Mrs Foster spoke at a Brexiteer event calling for a "better deal" in London which was also attended by former Brexit secretaries Dominic Raab and David Davis.

She said there was no need for the backstop as Taoiseach Leo Varadkar vowed not to erect a hard border on the island of Ireland.

"As someone who lived through the Troubles," the DUP leader said, "we never had a hard border."

"There were 20,000 soldiers in Northern Ireland and they could not hermetically seal the border in Northern Ireland

"So it is a bit of a nonsense to talk about a hard border."

Backstop does violence to the union. Arlene Foster

She said technology should be considered as an option for checks along the border adding: "The borders of the past were there for a completely different reason. They were there to stop terrorists, they were there to stop the flow of Semtex as opposed to the flow of powdered milk."

She said it was also "distasteful" when the Prime Minister talked of a no-deal Brexit changing life in Northern Ireland.

"For people who talk about the borders of the past it does quiet upset those of us who live in Northern Ireland where progress has been made in a very meaningful and tangible way," she said.

"We need to choose reason and hope as oppose to fear and narrowness and look to the future in a positive way."

Her comments sparked a huge kick back online.

Sinn Fein South Down MP Chris Hazzard shared a picture of a fortified border post from the Troubles era.

"What absolute nonsense; I’m guessing she never attempted to cross the border then?!," he tweeted.

Alliance leader Noami Long described the comments as a "complete denial of reality".

The SDLP described the comments as "recklessly letting facts get in the way of a good soundbite".

Newry and Armagh MLA Justin McNulty said: "A border existed since partition and it existed primarily as a customs border.   It sought to prevent the carrying of goods across the border without paying excise duty.   It was only in the 1970s the militarised border appeared and this lasted for over 30 years.

“The people of Ireland, north and south do not want to go back to any form of border on this island.

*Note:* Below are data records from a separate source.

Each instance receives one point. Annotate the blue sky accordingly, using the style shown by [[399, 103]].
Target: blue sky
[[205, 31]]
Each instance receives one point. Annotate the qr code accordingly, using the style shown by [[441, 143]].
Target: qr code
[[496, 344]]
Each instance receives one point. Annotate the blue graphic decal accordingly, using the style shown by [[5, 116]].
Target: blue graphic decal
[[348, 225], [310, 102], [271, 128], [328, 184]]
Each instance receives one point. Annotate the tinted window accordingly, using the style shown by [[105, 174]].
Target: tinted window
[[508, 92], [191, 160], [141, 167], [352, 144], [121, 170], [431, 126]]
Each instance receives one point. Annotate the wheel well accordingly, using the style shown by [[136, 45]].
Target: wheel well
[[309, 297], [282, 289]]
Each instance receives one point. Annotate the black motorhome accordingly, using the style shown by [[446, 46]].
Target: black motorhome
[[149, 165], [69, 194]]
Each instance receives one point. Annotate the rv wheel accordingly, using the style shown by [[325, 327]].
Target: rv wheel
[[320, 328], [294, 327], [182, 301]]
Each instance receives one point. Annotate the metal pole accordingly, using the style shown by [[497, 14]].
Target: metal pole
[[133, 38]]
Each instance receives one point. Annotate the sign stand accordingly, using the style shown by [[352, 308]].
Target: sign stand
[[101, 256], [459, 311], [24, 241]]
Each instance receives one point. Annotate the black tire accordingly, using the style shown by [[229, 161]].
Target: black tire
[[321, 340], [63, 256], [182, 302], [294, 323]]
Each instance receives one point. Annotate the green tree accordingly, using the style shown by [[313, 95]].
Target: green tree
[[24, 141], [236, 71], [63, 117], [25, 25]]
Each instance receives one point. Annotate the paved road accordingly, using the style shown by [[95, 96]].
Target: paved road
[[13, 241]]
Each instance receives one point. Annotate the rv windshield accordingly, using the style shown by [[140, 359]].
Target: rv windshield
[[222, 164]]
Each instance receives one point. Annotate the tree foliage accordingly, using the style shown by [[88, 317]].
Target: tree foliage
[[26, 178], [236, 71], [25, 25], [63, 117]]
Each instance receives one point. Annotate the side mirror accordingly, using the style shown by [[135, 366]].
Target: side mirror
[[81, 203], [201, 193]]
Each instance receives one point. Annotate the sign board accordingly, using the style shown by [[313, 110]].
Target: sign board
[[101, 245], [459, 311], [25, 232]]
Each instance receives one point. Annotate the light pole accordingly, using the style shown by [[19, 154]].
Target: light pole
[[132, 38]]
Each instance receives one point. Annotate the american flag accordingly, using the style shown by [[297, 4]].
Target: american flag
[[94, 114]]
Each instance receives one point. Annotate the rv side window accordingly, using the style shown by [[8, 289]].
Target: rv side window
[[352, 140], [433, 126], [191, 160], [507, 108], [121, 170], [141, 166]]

Mrs Foster and her colleagues have blindly followed the right wing pied pipers Jacob Reese Mogg, David Davis and Boris Johnston into a Brexit cul-de-sac.”

Responding to some of the criticism on Twitter, South Belfast MLA Christopher Stalford said: "We know why there was a harder border during our recent history and it had precious little to do with trade policy. Secondly, if the Provos had tried to murder your father and escaped over it, maybe your perspective would be different."

Speaking at the press conference, Mrs Foster said she had "deja vu" having come to London to argue against the withdrawal agreement before the meaningful vote was pulled in December.

"We said to the Prime Minister she had to get rid of the backstop and get a withdrawal agreement that can be lived with," Mrs Foster said on Tuesday.

We want a deal that does not break up the UK. Arlene Foster

She said the backstop "does violence to the union, it separates us from the rest of the United Kingdom".

Confirming that the 10 DUP MPs will not back the PM’s deal, Arlene Foster added: “We said to the Prime Minister she had to get rid of the backstop and get a Withdrawal Agreement that can be lived with. I don’t think she even asked to get rid of the backstop.

She said Monday's letter from the EU did not change the legally binding withdrawal agreement and therefore her party could not support the deal.

"And I regret that because I want a deal with the European Union. I think the EU wants a deal with the UK. They want a deal that works and so do we.

"But we want a deal that does not break up the UK."